Kromberg has as deep an animus for Julian — and one suspects journalists — as he does for Muslims.
He raises the likelihood, a chance relatively foolishly repeated by the prosecution’s representatives in London, that Julian, as a overseas nationwide, may very well be denied First Modification protections if tried within the U.S. This prompted the judges to ask if that they had “any proof {that a} overseas nationwide is entitled to the identical rights [under the First Amendment] as a U.S. citizen,” a query Dobbin, fumbling, was unable to reply.
On the identical time, Kromberg has provided quite a few assurances, repeated by the prosecution on Wednesday, that Julian won’t be subjected to harsh jail circumstances. He referred to as the likelihood that Julian will probably be housed in a extremely restrictive supermax jail “purely speculative.”
Kromberg subpoenaed Manning in 2019 to testify earlier than a grand jury in an effort to get her to implicate Julian in “one depend of conspiracy to commit pc intrusion,” a cost which was totally debunked by professional testimony in 2020. Manning appeared earlier than the grand jury however refused to reply questions posed to her. She was held in civil contempt and incarcerated. She was launched after the grand jury expired. Kromberg then served her with a second subpoena to seem earlier than one other grand jury. Once more she refused to testify, main to a different spherical of incarceration and fines of $500 a day that have been raised to $1,000 a day after 60 days of noncompliance. In March of 2020 whereas being housed in a detention middle in Alexandria, Virginia, she was hospitalized after she tried to commit suicide.

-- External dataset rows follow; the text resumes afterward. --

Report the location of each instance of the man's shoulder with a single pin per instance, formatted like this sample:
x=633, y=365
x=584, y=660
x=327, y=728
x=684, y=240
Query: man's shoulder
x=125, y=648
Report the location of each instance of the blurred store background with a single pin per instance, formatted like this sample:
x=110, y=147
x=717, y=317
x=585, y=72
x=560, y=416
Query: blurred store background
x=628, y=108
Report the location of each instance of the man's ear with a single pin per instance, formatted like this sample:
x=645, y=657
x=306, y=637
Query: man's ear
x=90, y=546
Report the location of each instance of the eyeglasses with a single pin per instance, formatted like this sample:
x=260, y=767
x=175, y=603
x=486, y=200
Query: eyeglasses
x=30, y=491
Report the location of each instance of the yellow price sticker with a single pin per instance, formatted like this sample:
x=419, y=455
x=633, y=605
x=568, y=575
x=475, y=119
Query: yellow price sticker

The hassle to drive Manning to implicate Assange is central to the U.S. case. If they will persuade the court docket that Julian agreed to help Manning in cracking a passcode to entry a Division of Protection pc related to the Secret Web Protocol Community, used for categorized paperwork and communications, it might permit the federal government to cost Julian with an precise crime.
The deadly flaw within the case in opposition to Julian is that he didn’t commit against the law. He uncovered the crimes of others. Those that ordered and carried out these crimes are decided, irrespective of how they should deform the British and U.S. authorized methods, to make him pay.